Open Doors launched its 2019 World Watch List on 16 January. Open Doors is a member of the Evangelical Alliance and supports persecuted Christians around the world. The list ranks the countries where Christians suffer persecution.
The DUP’s Arlene Foster and Nigel Dodds attended the launch, along with other members of Parliament, to show its support. But it’s hypocrisy in the extreme for the DUP to support this event. Because Catholic Christians have suffered greatly in Ireland and the DUP leadership bears some responsibility.
Open Doors
The organisation began after “a young Dutchman”, Brother Andrew, went on a journey to Warsaw in 1955. There he “discovered the existence of a persecuted church”.
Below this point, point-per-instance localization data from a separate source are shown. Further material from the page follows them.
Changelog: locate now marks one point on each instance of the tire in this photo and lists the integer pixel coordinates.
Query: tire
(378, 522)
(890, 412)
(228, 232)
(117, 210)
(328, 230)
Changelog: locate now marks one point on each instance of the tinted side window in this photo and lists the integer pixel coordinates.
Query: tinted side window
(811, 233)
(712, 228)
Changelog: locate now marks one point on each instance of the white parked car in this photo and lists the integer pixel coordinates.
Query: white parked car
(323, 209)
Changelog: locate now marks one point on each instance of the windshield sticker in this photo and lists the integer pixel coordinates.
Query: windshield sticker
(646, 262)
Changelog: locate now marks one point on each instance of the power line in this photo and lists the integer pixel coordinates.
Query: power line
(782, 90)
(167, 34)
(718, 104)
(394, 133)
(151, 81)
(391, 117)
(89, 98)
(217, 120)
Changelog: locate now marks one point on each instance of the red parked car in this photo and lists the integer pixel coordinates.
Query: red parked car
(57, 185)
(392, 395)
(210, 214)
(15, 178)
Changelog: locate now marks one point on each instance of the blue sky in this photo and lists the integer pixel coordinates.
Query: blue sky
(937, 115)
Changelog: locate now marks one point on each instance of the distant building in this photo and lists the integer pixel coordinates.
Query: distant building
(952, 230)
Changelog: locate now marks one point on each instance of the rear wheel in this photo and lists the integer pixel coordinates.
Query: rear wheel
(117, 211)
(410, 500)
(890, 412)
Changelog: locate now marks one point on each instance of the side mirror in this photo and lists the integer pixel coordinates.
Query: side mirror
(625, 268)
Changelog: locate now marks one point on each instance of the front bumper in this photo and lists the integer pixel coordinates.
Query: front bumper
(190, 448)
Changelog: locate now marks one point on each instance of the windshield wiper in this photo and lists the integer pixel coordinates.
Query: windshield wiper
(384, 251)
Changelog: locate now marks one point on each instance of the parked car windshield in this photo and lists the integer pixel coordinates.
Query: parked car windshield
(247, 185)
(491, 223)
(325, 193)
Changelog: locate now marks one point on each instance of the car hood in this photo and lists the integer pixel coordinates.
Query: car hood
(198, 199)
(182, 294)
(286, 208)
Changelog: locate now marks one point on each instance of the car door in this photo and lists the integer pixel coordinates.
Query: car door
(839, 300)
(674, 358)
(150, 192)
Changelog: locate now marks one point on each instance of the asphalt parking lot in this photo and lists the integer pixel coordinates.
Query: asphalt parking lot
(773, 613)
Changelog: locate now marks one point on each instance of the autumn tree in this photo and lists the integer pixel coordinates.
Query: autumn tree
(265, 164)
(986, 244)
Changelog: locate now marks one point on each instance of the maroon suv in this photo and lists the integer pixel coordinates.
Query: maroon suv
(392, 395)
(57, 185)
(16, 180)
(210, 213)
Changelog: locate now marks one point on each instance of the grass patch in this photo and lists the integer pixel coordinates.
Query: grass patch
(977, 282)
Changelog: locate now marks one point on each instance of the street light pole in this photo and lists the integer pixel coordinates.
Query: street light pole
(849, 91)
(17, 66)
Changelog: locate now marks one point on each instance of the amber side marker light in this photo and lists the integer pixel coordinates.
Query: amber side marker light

Warsaw was behind the iron curtain. The iron curtain separated communist from non-communist countries in Europe between 1945 and 1989. According to Open Doors, Christians behind it were:
Persecuted for their faith [and] they feared they had been forgotten by their fellow Christians around the world.
Persecution of Catholics
But Brother Andrew’s journey didn’t take him to Ireland. That journey would have revealed another “persecuted church”. A Catholic Church persecuted by British loyalism, the police and members of the Protestant faith. The same faith as Brother Andrew.
And the DUP shoulders some of the blame for this. Speaking about Catholics following attacks on their homes in 1968, former DUP leader Dr Ian Paisley said:
Catholic homes caught fire because they were loaded with petrol bombs; Catholic churches were attacked and burned because they were arsenals and priests handed out sub-machine guns to parishioners.
The following year he roared:
They breed like rabbits and multiply like vermin
Catholics protested against anti-Catholic “endemic discrimination” in October 1968. Groups like the People’s Democracy formed to end this and included members of all faiths and political backgrounds. Protests ended in violence as the police and loyalists attacked them. Yet members of the DUP described People’s Democracy protests as a “coat trailing exercise”, meaning they were deliberately provocative.
Loyalists in Ballymena attacked and harassed Catholics going to mass in Harryville church in 1996. Loyalist protests outside this church continued until the Good Friday Agreement in 1998. Then, in 2001, Protestant residents in north Belfast hurled missiles at Catholic girls on their way to primary school.
Meanwhile, member of the “Protestant fraternity” Orange Order Tom Elliott, faced expulsion from the order for attending the funeral of a Catholic policeman in 2011.
Controversy
The persecution felt by Catholics was so great that two notable members of that Church spoke out. In 2005 former Irish president Mary McAleese said of Hitler’s dictatorship:
They gave to their children an irrational hatred of Jews in the same way that people in Northern Ireland transmitted to their children an irrational hatred of Catholics
Then later that year Father Alec Reid, who acted as a peace broker between the IRA and Irish and British governments, made a similar comparison. There was such controversy at these comparisons that both apologised.
Time to own up
Of course, all suffering warrants attention. But people often forget that Catholics suffered in Ireland. And there was little outcry from the rest of the Christian community when it happened.
The DUP needs to take some responsibility for Catholic persecution as some of it came from its community. Real progress in Ireland is unlikely without it.